A computer virus, Stuxnet was first discovered in 2010 and was used to damaged or destroyed centrifuges at Iran’s uranium enrichment facility in Natanz, hampering its nuclear programme. Natanz is heavily protected, with the sensitive machinery housed deep underground. Since then there have been very few confirmed cases of physical damage.

The only one of any significance occurred in Germany in 2014, when a cyber-attack caused “massive damage” to a steel factory, causing an emergency shutdown, but apart from this no further details have ever been given.

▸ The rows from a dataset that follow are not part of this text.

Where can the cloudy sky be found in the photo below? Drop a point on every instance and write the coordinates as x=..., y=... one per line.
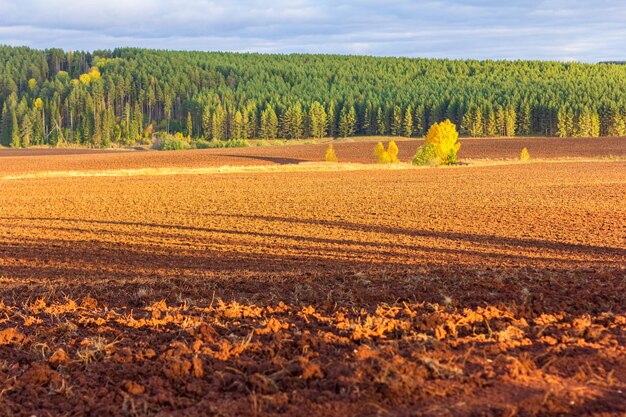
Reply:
x=591, y=30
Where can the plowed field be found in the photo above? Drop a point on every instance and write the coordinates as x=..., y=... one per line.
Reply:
x=475, y=290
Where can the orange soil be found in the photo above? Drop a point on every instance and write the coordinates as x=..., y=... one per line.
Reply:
x=486, y=291
x=33, y=160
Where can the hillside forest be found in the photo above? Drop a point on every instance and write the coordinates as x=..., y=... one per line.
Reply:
x=125, y=96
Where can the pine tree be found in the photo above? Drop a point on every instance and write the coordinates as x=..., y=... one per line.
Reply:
x=380, y=122
x=5, y=126
x=408, y=122
x=15, y=131
x=617, y=123
x=396, y=121
x=218, y=120
x=318, y=120
x=419, y=120
x=332, y=123
x=347, y=122
x=238, y=126
x=392, y=151
x=510, y=121
x=491, y=128
x=189, y=125
x=206, y=121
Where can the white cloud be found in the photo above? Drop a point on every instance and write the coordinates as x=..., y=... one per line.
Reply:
x=550, y=29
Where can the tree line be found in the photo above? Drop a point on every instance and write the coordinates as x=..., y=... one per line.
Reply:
x=126, y=95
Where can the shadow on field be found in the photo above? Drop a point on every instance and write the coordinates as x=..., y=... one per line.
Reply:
x=465, y=237
x=147, y=268
x=273, y=159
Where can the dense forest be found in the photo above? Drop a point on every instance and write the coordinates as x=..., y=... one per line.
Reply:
x=126, y=96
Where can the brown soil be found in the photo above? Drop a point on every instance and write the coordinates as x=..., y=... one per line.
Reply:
x=492, y=291
x=362, y=152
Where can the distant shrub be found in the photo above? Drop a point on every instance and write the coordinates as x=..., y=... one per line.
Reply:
x=200, y=144
x=386, y=156
x=524, y=156
x=426, y=155
x=170, y=143
x=330, y=156
x=378, y=151
x=234, y=143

There have been other cyber-attacks that could have caused serious damage but so far none have succeeded. One example is when hackers have tried but failed to add chemicals to the water supply by taking control of water treatment facilities.

Cyber attacks more commonly cause disruption, to transport networks for example, rather than causing any real physical damage. This is a significant distinction, because if is it proven that a state caused physical damage, it may have violated international laws.

This would only provide Iran with legal justification to retaliate. So this begs the question, if Predatory Sparrow some kind of state-sponsored military hacking group, then which country does it represent.

The fact that it has only orchestrated attacks again Iran, coupled with the name used by the group, which is a play on the name of the Iranian cyber-warfare group, Charming Kitten, might suggest that the aggressor country harbours a strong interest in Iran.

The Stuxnet virus is widely believed to have been carried out by Israel, with the backing of the United States. The rumours of Israel’s involvement with Predatory Sparrow have grown loud enough to elicit a response from the Israeli government.

Defence Minister Benny Gantz has, according to Israeli media reports, ordered an investigation into leaks that led to Israeli journalists reporting that Israel is behind the real world attack, concerned that Israel’s “ambiguity policy” on its operations against Iran might have been broken.

Ersin Cahmutoglu from ADEO Cyber Security Services in Ankara has said, “If this cyber-attack is state-sponsored then of course Israel is the prime suspect. Iran and Israel are in a cyber-war, and officially both states acknowledge this.”